Geografía del incendio v/s geopolítica ambiental: el caso de la Amazonía

En Punto de vista (4 de octubre de 2019)

(*) Por José Orellana

El mega-incendio amazónico concentró la atención, no sólo porque echa al tacho de la desesperanza lo avanzado en la Amazonía desde la escala Sudamericana cuando de su conservación se refiere, sino porque devela unas cuantas varias otras situaciones, más/menos importantes en clave política y geopolítica. Desde lo global, existe una preocupación en la ONU, no sólo científica, sino que también presupuestaria para abordar el pulmón verde mundial, sin perjuicio de su insuficiencia. También, existe una idea de Gobierno Mundial sobre la materia, siempre tan opinable en su despliegue, producto de las asimetrías de poder del sistema internacional.
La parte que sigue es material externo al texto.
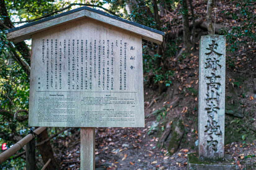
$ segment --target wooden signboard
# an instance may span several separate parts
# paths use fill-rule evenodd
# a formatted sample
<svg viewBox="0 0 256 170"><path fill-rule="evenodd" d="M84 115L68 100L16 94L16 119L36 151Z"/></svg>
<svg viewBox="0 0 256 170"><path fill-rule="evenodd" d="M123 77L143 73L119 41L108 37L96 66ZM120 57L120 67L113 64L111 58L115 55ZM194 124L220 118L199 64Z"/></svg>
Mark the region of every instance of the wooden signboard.
<svg viewBox="0 0 256 170"><path fill-rule="evenodd" d="M32 39L29 126L87 127L81 170L95 169L93 127L144 127L142 39L164 32L84 6L5 33Z"/></svg>
<svg viewBox="0 0 256 170"><path fill-rule="evenodd" d="M85 7L53 17L6 32L32 38L29 125L144 127L142 38L164 33Z"/></svg>
<svg viewBox="0 0 256 170"><path fill-rule="evenodd" d="M144 126L140 36L87 18L32 41L29 126Z"/></svg>

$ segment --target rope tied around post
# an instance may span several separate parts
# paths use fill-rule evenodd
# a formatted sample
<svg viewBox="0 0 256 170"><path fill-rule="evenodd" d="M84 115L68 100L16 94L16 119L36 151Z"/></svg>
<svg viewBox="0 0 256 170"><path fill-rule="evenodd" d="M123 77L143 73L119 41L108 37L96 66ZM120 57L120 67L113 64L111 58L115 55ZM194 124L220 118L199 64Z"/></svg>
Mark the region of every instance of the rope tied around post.
<svg viewBox="0 0 256 170"><path fill-rule="evenodd" d="M32 134L32 136L33 136L33 138L32 138L32 140L33 140L35 138L36 134L33 131L33 128L32 127L30 127L30 131L29 132L29 134Z"/></svg>

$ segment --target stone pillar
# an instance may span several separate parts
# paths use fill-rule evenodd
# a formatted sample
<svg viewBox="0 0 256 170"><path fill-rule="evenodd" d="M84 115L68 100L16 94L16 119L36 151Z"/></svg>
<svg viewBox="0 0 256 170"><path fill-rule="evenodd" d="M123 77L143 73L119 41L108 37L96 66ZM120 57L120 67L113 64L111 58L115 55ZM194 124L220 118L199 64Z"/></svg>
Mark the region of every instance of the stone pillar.
<svg viewBox="0 0 256 170"><path fill-rule="evenodd" d="M199 59L199 158L224 156L226 37L201 37Z"/></svg>

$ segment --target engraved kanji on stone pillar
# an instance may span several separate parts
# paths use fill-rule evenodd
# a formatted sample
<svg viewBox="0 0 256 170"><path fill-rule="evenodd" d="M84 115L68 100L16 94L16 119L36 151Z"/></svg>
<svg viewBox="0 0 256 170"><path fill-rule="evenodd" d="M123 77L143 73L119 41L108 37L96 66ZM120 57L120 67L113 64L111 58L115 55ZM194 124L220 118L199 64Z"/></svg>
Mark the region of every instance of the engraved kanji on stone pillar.
<svg viewBox="0 0 256 170"><path fill-rule="evenodd" d="M224 156L226 38L202 36L200 40L199 107L199 158Z"/></svg>

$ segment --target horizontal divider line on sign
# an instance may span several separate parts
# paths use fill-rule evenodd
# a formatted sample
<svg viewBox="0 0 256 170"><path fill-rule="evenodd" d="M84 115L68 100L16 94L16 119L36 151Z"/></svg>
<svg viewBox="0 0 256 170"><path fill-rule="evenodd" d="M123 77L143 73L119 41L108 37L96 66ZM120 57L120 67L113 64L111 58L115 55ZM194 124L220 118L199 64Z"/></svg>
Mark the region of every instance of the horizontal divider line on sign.
<svg viewBox="0 0 256 170"><path fill-rule="evenodd" d="M137 93L137 91L36 91L38 92L82 92L85 93Z"/></svg>

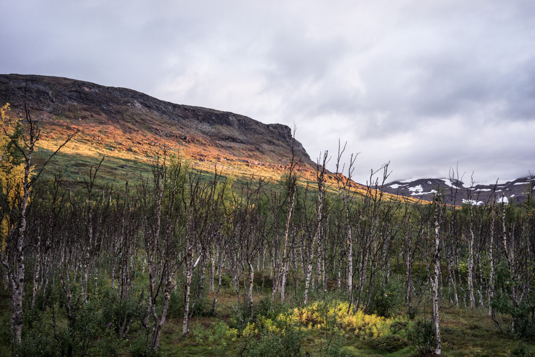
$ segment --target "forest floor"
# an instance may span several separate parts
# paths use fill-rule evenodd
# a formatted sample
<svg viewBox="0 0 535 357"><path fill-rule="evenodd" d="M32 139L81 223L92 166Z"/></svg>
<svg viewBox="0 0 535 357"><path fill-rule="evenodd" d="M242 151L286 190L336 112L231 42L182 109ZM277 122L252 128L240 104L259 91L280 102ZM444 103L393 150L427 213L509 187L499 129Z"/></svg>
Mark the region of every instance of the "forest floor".
<svg viewBox="0 0 535 357"><path fill-rule="evenodd" d="M102 290L105 289L103 287ZM257 293L254 294L255 306L259 306L261 308L263 303L265 307L266 302L269 301L270 298L268 291L266 288L264 292L257 291ZM333 294L330 295L330 298L335 299L335 294L333 292ZM184 314L184 310L181 307L176 307L177 305L179 305L177 302L179 301L180 294L178 292L176 295L174 300L175 306L172 307L171 305L173 303L173 299L170 305L169 315L163 327L160 348L157 355L280 355L270 354L269 353L272 344L280 343L280 340L266 340L263 347L258 344L255 345L254 353L253 348L249 350L253 346L251 343L256 343L261 340L259 337L261 335L257 332L256 337L254 334L248 336L248 333L246 332L247 326L243 323L240 325L236 323L237 315L234 309L237 305L237 298L230 287L221 290L215 316L211 316L209 313L215 293L210 292L206 294L205 298L198 302L199 305L196 311L200 311L200 313L194 316L190 324L189 333L186 337L182 336L182 320L180 316L181 314ZM278 311L284 311L285 309L291 310L298 306L299 304L295 303L296 299L292 298L292 293L288 295L285 304L276 304ZM314 293L311 295L311 298L315 299L316 301L320 299L320 293L319 295L314 295ZM333 296L335 297L333 298ZM241 296L240 299L242 299L242 297ZM11 355L9 344L10 301L9 292L2 289L0 295L0 356ZM61 307L58 305L56 309L57 311L60 310ZM37 355L59 355L47 353L47 351L40 350L39 346L39 344L41 343L39 338L41 333L48 333L48 338L53 338L50 337L52 329L51 310L47 308L42 313L42 332L39 332L39 337L35 337L32 340L33 343L38 345L35 346ZM396 310L391 316L392 321L401 322L402 324L404 324L403 325L406 325L407 323L410 324L410 319L406 315L406 307L403 305L398 305ZM533 355L526 351L533 351L535 350L535 346L519 342L510 335L501 332L488 315L487 312L481 310L471 311L464 308L456 308L455 307L441 309L440 312L440 326L442 355L452 357ZM429 309L421 308L421 306L415 320L429 319ZM506 328L508 323L507 317L499 316L499 318L504 328ZM103 318L102 321L102 323L105 323ZM58 325L62 323L64 323L64 321L59 322ZM394 333L392 330L391 328L389 333ZM105 328L104 328L103 331L105 330ZM233 335L232 331L234 331ZM27 335L27 329L26 333L27 336L30 336ZM36 334L37 332L35 333ZM133 324L132 328L125 339L118 340L110 333L108 338L102 337L101 340L101 337L103 336L103 333L101 331L98 333L100 335L94 335L93 340L89 344L92 346L92 350L89 351L91 355L144 355L141 352L142 348L140 347L141 344L140 341L143 340L140 336L143 335L143 332L139 322ZM284 335L284 330L281 333ZM287 334L287 337L288 335ZM401 335L409 340L408 345L392 353L373 348L372 344L374 339L371 336L362 336L356 333L354 331L347 329L341 330L339 335L335 336L332 330L327 329L305 329L296 339L293 343L291 341L291 343L295 344L295 345L300 344L299 354L297 355L300 356L393 357L422 355L419 354L410 338L403 335L403 333ZM96 339L97 336L101 337ZM113 348L106 346L106 344L113 345ZM335 346L337 348L333 350L332 347L335 344L337 344ZM523 348L525 351L523 352ZM41 353L39 353L40 351Z"/></svg>

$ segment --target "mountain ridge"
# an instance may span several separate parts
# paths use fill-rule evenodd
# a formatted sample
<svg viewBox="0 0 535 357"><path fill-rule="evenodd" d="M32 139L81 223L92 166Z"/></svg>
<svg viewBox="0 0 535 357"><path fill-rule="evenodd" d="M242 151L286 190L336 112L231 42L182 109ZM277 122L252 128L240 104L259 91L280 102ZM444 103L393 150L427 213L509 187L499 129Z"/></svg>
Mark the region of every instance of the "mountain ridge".
<svg viewBox="0 0 535 357"><path fill-rule="evenodd" d="M172 103L128 88L63 77L2 74L0 101L10 103L19 117L25 103L48 139L79 129L80 135L70 143L71 151L148 161L155 147L165 145L201 169L247 174L254 167L259 174L277 176L287 170L293 146L298 171L315 167L286 125Z"/></svg>
<svg viewBox="0 0 535 357"><path fill-rule="evenodd" d="M441 191L447 203L455 206L467 203L482 205L495 200L495 189L496 202L524 202L526 198L526 185L530 183L532 186L535 184L535 177L530 176L492 184L467 184L460 180L445 178L411 179L389 182L384 185L383 189L392 194L424 201L432 201L434 193Z"/></svg>

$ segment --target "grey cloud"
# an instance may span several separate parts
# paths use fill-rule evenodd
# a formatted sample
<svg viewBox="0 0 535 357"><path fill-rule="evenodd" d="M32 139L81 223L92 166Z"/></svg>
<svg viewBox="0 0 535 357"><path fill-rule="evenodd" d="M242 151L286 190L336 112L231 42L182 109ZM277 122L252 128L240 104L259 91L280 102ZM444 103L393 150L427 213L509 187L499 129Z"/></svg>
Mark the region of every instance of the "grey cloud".
<svg viewBox="0 0 535 357"><path fill-rule="evenodd" d="M295 123L312 157L361 152L361 180L535 171L531 1L0 2L3 73Z"/></svg>

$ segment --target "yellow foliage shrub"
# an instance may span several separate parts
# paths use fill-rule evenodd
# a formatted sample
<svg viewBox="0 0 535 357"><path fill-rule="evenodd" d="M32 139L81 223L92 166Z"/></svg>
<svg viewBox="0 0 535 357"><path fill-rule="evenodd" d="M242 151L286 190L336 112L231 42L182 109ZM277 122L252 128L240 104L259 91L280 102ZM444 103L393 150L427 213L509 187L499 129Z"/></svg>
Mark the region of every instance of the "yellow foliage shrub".
<svg viewBox="0 0 535 357"><path fill-rule="evenodd" d="M288 322L299 324L309 329L338 327L353 331L356 335L366 335L374 338L388 333L392 321L376 315L365 315L361 310L356 312L348 302L334 301L325 305L314 302L303 308L296 308L284 318ZM282 318L279 315L279 318Z"/></svg>

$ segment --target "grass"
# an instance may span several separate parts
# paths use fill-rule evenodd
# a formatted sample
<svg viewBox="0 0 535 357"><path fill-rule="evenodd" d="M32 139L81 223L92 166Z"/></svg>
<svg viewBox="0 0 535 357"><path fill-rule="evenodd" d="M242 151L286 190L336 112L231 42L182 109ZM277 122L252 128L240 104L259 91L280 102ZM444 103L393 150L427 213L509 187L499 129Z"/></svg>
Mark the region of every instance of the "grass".
<svg viewBox="0 0 535 357"><path fill-rule="evenodd" d="M138 275L139 282L141 284L146 278L141 273ZM259 279L259 280L257 280ZM228 279L227 279L228 283ZM266 282L269 282L266 279ZM109 288L109 280L99 279L102 284L99 290L102 291ZM255 283L261 284L261 274L255 275ZM207 289L208 287L207 287ZM3 288L0 295L0 309L2 311L2 321L5 323L0 331L0 335L3 336L3 341L0 346L0 356L10 355L10 349L6 337L9 336L9 321L10 316L10 296L9 292ZM288 289L289 291L292 289ZM269 297L269 288L266 287L263 293L255 293L254 300L255 306L258 306L261 300ZM314 295L314 294L311 294ZM322 294L316 294L316 298ZM206 294L205 312L211 308L215 293L210 292ZM336 296L335 295L333 295ZM240 297L242 298L242 297ZM288 298L287 306L295 306ZM182 318L180 314L171 317L168 317L164 325L160 339L160 352L162 355L174 356L218 356L221 353L226 355L238 355L240 351L245 346L246 337L241 336L243 326L239 328L236 338L234 340L228 340L225 345L223 345L218 340L210 340L210 336L215 333L213 329L223 321L230 327L234 327L232 320L235 316L231 305L236 305L236 297L230 286L222 287L218 297L217 310L215 316L200 315L194 316L190 322L190 333L183 337L182 336ZM281 308L276 304L276 309ZM408 318L404 312L404 307L401 307L393 318L407 321ZM62 308L58 307L57 311ZM50 309L43 312L43 321L51 320ZM429 311L419 312L419 318L426 315L429 316ZM503 324L507 322L506 316L500 316ZM483 357L484 356L509 356L511 351L517 344L511 336L501 333L494 326L494 323L488 316L487 312L467 310L463 309L450 308L442 309L440 312L440 329L442 347L442 355L450 357L461 357L473 356ZM140 326L137 323L133 326L132 331L126 339L119 341L119 349L122 354L129 355L128 351L131 346L136 343L141 331ZM49 329L49 327L46 328ZM324 329L312 329L305 331L305 335L301 341L301 353L304 355L319 356L320 351L325 352L327 341L330 340L332 331ZM141 335L143 335L141 333ZM383 356L383 357L401 357L402 356L414 356L416 350L412 346L408 346L400 351L392 353L374 350L370 347L370 337L356 335L351 331L346 330L341 337L340 343L343 346L343 351L348 355L354 356ZM95 343L97 343L96 342ZM94 344L94 345L96 345ZM308 353L308 354L306 354Z"/></svg>

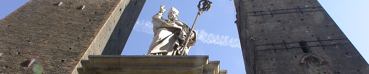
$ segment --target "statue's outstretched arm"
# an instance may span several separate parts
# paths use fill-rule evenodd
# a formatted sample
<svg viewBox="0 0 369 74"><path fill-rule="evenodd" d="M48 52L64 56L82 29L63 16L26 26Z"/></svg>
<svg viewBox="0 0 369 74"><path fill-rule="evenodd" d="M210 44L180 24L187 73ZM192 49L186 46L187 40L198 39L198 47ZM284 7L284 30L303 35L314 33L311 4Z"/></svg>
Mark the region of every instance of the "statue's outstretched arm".
<svg viewBox="0 0 369 74"><path fill-rule="evenodd" d="M164 7L165 7L165 5L162 5L160 6L160 11L159 11L159 12L156 13L156 14L153 16L153 17L155 17L155 18L159 18L161 19L162 17L163 16L163 14L164 14L164 12L166 11L166 9L164 9Z"/></svg>

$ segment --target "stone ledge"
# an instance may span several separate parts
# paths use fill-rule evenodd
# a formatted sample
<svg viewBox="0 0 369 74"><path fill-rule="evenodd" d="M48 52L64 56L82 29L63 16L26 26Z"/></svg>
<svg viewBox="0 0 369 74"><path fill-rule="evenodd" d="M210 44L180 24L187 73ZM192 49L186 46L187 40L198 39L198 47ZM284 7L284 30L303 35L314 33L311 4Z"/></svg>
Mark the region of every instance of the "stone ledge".
<svg viewBox="0 0 369 74"><path fill-rule="evenodd" d="M208 56L89 55L79 74L227 74Z"/></svg>

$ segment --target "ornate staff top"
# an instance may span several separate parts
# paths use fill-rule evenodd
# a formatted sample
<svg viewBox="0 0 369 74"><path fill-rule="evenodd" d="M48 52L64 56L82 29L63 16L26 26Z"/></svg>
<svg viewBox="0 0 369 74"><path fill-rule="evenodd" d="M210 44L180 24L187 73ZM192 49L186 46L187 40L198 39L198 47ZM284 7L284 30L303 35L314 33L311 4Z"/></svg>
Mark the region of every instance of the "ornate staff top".
<svg viewBox="0 0 369 74"><path fill-rule="evenodd" d="M201 5L201 3L203 3L203 7L202 8L200 7ZM199 11L201 11L201 13L202 13L202 11L207 11L210 10L210 8L211 8L211 4L213 4L213 2L210 1L208 0L201 0L200 1L199 1L199 5L197 5L197 8L199 9ZM200 11L199 11L200 12ZM201 13L200 13L201 14Z"/></svg>

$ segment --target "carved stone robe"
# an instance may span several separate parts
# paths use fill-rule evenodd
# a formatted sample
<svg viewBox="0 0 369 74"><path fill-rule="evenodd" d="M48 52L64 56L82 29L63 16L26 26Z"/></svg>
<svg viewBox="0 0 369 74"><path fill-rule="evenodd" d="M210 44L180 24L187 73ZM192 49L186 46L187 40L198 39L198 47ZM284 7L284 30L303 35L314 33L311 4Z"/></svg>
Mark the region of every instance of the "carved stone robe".
<svg viewBox="0 0 369 74"><path fill-rule="evenodd" d="M154 24L153 31L154 37L149 48L148 54L159 53L166 55L180 55L179 52L182 47L184 47L185 53L188 55L191 46L196 42L197 32L194 30L190 35L190 40L186 47L184 41L187 34L189 34L190 28L184 22L177 20L168 21L162 17L163 14L156 14L152 17Z"/></svg>

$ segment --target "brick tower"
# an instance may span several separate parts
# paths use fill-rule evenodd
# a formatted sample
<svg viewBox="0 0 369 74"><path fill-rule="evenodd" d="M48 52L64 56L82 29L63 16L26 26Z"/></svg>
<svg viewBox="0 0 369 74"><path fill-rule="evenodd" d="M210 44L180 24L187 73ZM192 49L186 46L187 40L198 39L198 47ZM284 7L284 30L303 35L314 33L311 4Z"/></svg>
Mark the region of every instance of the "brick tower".
<svg viewBox="0 0 369 74"><path fill-rule="evenodd" d="M145 1L30 1L0 20L0 74L75 73L89 55L120 55Z"/></svg>
<svg viewBox="0 0 369 74"><path fill-rule="evenodd" d="M369 74L316 0L234 1L247 74Z"/></svg>

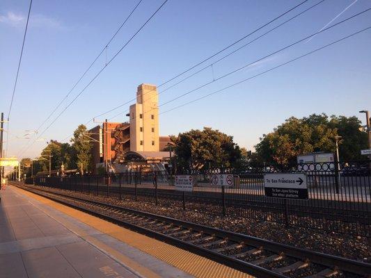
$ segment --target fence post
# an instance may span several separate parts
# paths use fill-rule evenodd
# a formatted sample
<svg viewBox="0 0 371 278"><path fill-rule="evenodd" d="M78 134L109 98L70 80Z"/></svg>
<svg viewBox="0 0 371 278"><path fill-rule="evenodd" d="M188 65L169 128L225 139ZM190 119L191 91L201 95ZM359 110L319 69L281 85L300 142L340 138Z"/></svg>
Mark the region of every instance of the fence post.
<svg viewBox="0 0 371 278"><path fill-rule="evenodd" d="M142 167L139 166L139 184L142 184Z"/></svg>
<svg viewBox="0 0 371 278"><path fill-rule="evenodd" d="M106 182L107 183L107 197L109 197L109 174L106 174Z"/></svg>
<svg viewBox="0 0 371 278"><path fill-rule="evenodd" d="M156 198L156 206L158 203L158 195L157 195L157 172L155 171L155 196Z"/></svg>
<svg viewBox="0 0 371 278"><path fill-rule="evenodd" d="M97 174L97 196L99 196L99 176Z"/></svg>
<svg viewBox="0 0 371 278"><path fill-rule="evenodd" d="M287 204L287 199L283 199L283 204L285 205L285 225L286 228L290 227L289 222L289 205Z"/></svg>
<svg viewBox="0 0 371 278"><path fill-rule="evenodd" d="M118 173L119 179L119 190L120 190L120 199L121 199L121 172Z"/></svg>
<svg viewBox="0 0 371 278"><path fill-rule="evenodd" d="M339 174L339 168L340 168L340 164L339 161L338 161L338 158L335 157L335 161L336 161L336 165L335 165L335 189L336 190L336 194L339 194L339 185L340 185L340 174Z"/></svg>
<svg viewBox="0 0 371 278"><path fill-rule="evenodd" d="M183 191L183 211L185 211L185 191Z"/></svg>
<svg viewBox="0 0 371 278"><path fill-rule="evenodd" d="M226 216L227 213L226 211L226 192L224 186L221 186L221 202L223 202L223 215Z"/></svg>
<svg viewBox="0 0 371 278"><path fill-rule="evenodd" d="M132 172L130 172L132 174ZM131 178L130 178L131 179ZM136 185L136 173L134 177L134 183L135 183L135 202L138 201L138 188Z"/></svg>

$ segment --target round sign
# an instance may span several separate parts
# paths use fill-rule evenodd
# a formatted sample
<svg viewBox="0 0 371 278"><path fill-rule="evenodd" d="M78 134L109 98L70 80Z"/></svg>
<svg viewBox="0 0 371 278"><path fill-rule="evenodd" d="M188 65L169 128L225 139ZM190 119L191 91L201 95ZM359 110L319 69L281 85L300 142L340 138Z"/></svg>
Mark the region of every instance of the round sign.
<svg viewBox="0 0 371 278"><path fill-rule="evenodd" d="M226 180L228 186L232 186L233 184L233 176L232 175L228 174Z"/></svg>
<svg viewBox="0 0 371 278"><path fill-rule="evenodd" d="M216 185L218 184L218 181L219 181L219 179L218 179L218 176L216 176L216 174L214 174L214 176L212 176L212 183L214 184L214 185Z"/></svg>

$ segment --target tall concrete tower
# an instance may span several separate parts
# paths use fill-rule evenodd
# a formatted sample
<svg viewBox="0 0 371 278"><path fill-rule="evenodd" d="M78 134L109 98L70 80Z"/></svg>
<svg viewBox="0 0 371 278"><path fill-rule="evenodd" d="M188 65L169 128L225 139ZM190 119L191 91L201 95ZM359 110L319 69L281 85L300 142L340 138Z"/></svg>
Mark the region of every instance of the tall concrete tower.
<svg viewBox="0 0 371 278"><path fill-rule="evenodd" d="M130 151L159 152L159 95L154 85L141 84L130 106Z"/></svg>

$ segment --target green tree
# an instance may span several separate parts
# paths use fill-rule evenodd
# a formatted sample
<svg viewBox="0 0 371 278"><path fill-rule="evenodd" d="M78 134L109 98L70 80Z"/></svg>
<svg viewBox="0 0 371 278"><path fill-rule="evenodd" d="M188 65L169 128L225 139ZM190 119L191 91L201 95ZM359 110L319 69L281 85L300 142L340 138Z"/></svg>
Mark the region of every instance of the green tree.
<svg viewBox="0 0 371 278"><path fill-rule="evenodd" d="M91 169L91 148L92 144L86 126L80 124L74 132L74 137L71 139L72 147L77 158L77 165L81 174Z"/></svg>
<svg viewBox="0 0 371 278"><path fill-rule="evenodd" d="M335 152L335 137L340 136L339 147L341 161L362 159L360 150L367 147L367 135L358 128L361 122L356 117L331 116L313 114L297 119L292 117L263 135L255 146L255 163L290 166L296 164L299 154L313 152Z"/></svg>
<svg viewBox="0 0 371 278"><path fill-rule="evenodd" d="M24 158L21 159L20 163L21 163L21 169L23 171L21 174L26 174L26 177L31 177L32 159L28 157Z"/></svg>
<svg viewBox="0 0 371 278"><path fill-rule="evenodd" d="M338 130L342 136L339 145L340 159L343 161L361 161L366 158L361 154L361 149L368 149L368 135L358 129L361 121L356 117L331 116L330 125Z"/></svg>
<svg viewBox="0 0 371 278"><path fill-rule="evenodd" d="M178 167L231 167L242 163L241 149L233 138L218 130L204 127L171 138Z"/></svg>
<svg viewBox="0 0 371 278"><path fill-rule="evenodd" d="M38 161L42 172L49 172L49 159L50 170L59 170L62 164L61 145L59 142L52 140L48 142L47 146L41 151Z"/></svg>

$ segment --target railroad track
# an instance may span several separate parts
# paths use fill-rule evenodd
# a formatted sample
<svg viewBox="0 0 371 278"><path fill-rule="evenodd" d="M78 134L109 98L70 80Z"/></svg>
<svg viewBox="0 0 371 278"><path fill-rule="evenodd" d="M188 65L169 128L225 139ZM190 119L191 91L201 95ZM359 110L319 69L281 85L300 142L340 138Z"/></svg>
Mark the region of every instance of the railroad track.
<svg viewBox="0 0 371 278"><path fill-rule="evenodd" d="M371 264L13 183L258 277L371 277Z"/></svg>

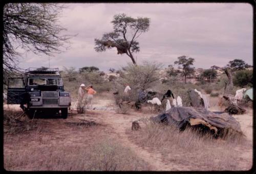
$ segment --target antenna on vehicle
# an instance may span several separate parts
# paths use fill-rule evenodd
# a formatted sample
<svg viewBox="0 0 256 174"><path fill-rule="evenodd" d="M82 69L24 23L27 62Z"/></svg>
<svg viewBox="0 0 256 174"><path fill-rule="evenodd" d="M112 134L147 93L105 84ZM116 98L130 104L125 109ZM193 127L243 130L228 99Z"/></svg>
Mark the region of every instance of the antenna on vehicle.
<svg viewBox="0 0 256 174"><path fill-rule="evenodd" d="M49 67L50 68L50 57L48 57L48 60L49 60Z"/></svg>

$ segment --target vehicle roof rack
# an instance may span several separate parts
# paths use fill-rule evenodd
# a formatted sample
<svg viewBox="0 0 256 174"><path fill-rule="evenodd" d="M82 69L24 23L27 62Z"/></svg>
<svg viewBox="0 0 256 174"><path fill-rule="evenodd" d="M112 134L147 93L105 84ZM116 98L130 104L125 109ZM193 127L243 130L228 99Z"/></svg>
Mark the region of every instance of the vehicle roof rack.
<svg viewBox="0 0 256 174"><path fill-rule="evenodd" d="M25 73L56 73L59 72L58 68L28 68L25 69Z"/></svg>

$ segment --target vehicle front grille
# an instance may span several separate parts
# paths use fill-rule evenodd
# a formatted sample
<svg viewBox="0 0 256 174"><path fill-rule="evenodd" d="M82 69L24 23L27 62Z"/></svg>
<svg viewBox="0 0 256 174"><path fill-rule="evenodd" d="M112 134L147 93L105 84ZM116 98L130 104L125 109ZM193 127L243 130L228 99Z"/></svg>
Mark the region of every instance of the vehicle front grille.
<svg viewBox="0 0 256 174"><path fill-rule="evenodd" d="M42 104L45 105L57 104L58 98L42 98Z"/></svg>
<svg viewBox="0 0 256 174"><path fill-rule="evenodd" d="M58 104L57 91L42 91L42 104L45 105Z"/></svg>
<svg viewBox="0 0 256 174"><path fill-rule="evenodd" d="M58 92L57 91L42 91L42 98L58 98Z"/></svg>

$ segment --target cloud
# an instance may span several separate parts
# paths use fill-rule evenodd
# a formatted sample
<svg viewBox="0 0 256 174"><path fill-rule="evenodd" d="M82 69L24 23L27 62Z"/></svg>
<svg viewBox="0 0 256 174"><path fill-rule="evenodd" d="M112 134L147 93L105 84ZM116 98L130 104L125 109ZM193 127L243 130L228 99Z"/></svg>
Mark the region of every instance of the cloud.
<svg viewBox="0 0 256 174"><path fill-rule="evenodd" d="M94 49L94 39L111 32L113 16L124 13L151 19L149 31L137 39L139 63L145 60L173 64L179 56L196 59L197 67L224 66L234 59L252 64L252 8L246 3L66 4L60 22L78 35L66 53L51 58L52 66L95 66L106 70L131 62L115 48L103 53ZM48 57L28 54L23 67L49 64Z"/></svg>

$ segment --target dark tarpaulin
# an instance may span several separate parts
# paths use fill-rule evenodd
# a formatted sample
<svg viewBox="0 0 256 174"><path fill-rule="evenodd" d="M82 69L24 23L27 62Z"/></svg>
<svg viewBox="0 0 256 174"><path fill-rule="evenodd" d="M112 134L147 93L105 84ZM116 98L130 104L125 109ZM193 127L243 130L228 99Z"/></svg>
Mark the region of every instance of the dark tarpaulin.
<svg viewBox="0 0 256 174"><path fill-rule="evenodd" d="M179 128L190 125L202 124L217 133L222 129L231 129L242 133L240 124L230 115L224 113L216 114L203 108L189 107L173 107L165 113L152 117L151 119L158 123L166 122L175 124Z"/></svg>

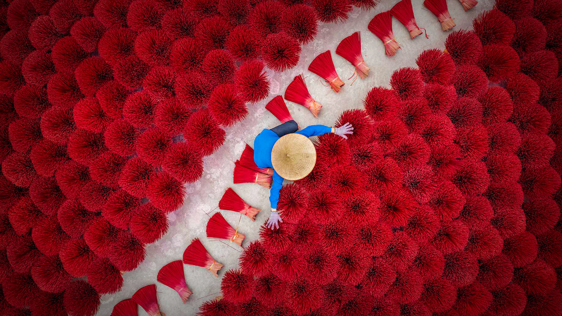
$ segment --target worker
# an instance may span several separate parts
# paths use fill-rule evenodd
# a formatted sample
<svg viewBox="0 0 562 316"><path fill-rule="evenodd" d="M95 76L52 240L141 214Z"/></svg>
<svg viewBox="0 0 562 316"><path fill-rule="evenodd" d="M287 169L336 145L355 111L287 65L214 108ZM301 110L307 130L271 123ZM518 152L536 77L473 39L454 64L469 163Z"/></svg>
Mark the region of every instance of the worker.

Interesa indicar, que la importancia del mega-incendio amazónico no es única, ya que hay otras expresiones incendiarias distribuidas en el mundo, sin la notoriedad que sí logra la Amazonía, dado que ¿no lesionan? ricos ecosistemas como los amazónicos, teniendo igualmente impacto en el cambio climático global que hoy se comenta profusamente y en tan tardía hora (sin perjuicio de las 25 COP formales realizadas). En Siberia, Alaska, Borneo, Madagascar, Sumatra, Malasia, Sabana Centroafricana entre varios más incendios, involucrando varios miles de kms2, implican, por defecto menos filtros de dióxido de carbono y menos productores de oxígeno, desbalanceando aún más los equilibrios climáticos del mundo, permitiendo, de paso, más condiciones para ¡más incendios!, es decir, un círculo vicioso incendiario[1]. También es círculo vicioso lo que está detrás de los mismos, esto es, más espacio geográfico útil para la siembra, el ganado, o maderas preciosas, esto es, repitiendo una práctica milenaria funcional a los capitales transnacionales e inescrupulosos representados en algunas empresas nacionales, transnacionales y estados nacionales, inclusive.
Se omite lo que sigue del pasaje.